CONSERVANCY WILL PROTECT THE STATE'S FINEST - Fund Raising Underway For Critical Landscapes

(12/13/2002)
The Nature Conservancy of West Virginia has announced a $12 million fund- raising campaign to preserve and protect the state's natural heritage.

The project will protect some of West Virginia's finest areas, some with their existence having been threatened.

The announcement of the campaign was made Wednesday at the University of Charleston. Former Gov. Gaston Caperton made the announcement and will serve as honorary chairman of the campaign, which is scheduled to run through the end of 2004.

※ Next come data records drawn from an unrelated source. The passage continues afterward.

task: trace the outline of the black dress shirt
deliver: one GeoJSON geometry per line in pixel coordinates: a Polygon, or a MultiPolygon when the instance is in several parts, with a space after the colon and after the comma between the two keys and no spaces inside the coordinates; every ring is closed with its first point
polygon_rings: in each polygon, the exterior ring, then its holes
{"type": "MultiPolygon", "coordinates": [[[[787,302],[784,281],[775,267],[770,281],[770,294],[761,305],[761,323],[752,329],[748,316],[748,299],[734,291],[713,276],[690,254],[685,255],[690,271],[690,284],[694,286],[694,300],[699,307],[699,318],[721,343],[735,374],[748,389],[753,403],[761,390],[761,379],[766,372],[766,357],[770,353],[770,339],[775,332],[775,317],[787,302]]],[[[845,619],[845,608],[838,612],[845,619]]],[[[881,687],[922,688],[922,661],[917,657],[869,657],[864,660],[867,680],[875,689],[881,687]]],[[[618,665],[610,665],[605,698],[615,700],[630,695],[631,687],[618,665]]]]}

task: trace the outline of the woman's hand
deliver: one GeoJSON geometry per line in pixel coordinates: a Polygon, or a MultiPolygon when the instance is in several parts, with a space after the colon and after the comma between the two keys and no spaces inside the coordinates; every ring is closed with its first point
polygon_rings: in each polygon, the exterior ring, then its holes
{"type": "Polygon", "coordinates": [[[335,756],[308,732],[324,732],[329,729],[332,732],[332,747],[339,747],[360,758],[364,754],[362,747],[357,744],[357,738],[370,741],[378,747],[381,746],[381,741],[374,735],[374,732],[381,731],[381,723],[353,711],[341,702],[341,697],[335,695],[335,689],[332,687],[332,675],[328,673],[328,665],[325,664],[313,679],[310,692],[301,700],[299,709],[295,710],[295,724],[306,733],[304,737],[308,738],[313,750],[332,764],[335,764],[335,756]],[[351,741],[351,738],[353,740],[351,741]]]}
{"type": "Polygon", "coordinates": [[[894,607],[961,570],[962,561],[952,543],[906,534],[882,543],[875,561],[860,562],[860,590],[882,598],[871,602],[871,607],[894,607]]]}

The fund-raising campaign will help conserve "critical landscapes" in West Virginia of high ecological significance through the acquisition of key parcels of land and by the implementation of a broad range of strategies to address the most pressing threats to these landscapes, according to Jamie Serino, director of philanthropy and marketing for the Nature Conservancy of West Virginia.

These critical landscapes include Canaan Valley/Dolly Sods, Cheat Mountain/Shavers Fork, Smoke Hole/North Fork Mountain and the Greenbrier Valley, Serino said.

In addition, a portion of the money raised through the fund-raising campaign will be used to support a global partner site in the Bahamas, Serino said. The site in the Bahamas was selected because of several species of birds that migrate there from West Virginia, Serino said.

"Animals and plants don't know political boundaries," Serino said.

The $12 million state campaign is part of a worldwide $1.25 billion fund- raising campaign that the Nature Conservancy has undertaken, Serino said.

"It is critical to our economic survival that we maintain the beauty of our state," Serino said. "The longer we wait the more destruction of our natural heritage occurs."

The Nature Conservancy is a nonprofit, global organization whose mission is to preserve plants, animals and natural communities by protecting the lands and waters they need to survive. The conservancy operates in all 50 states and 29 countries.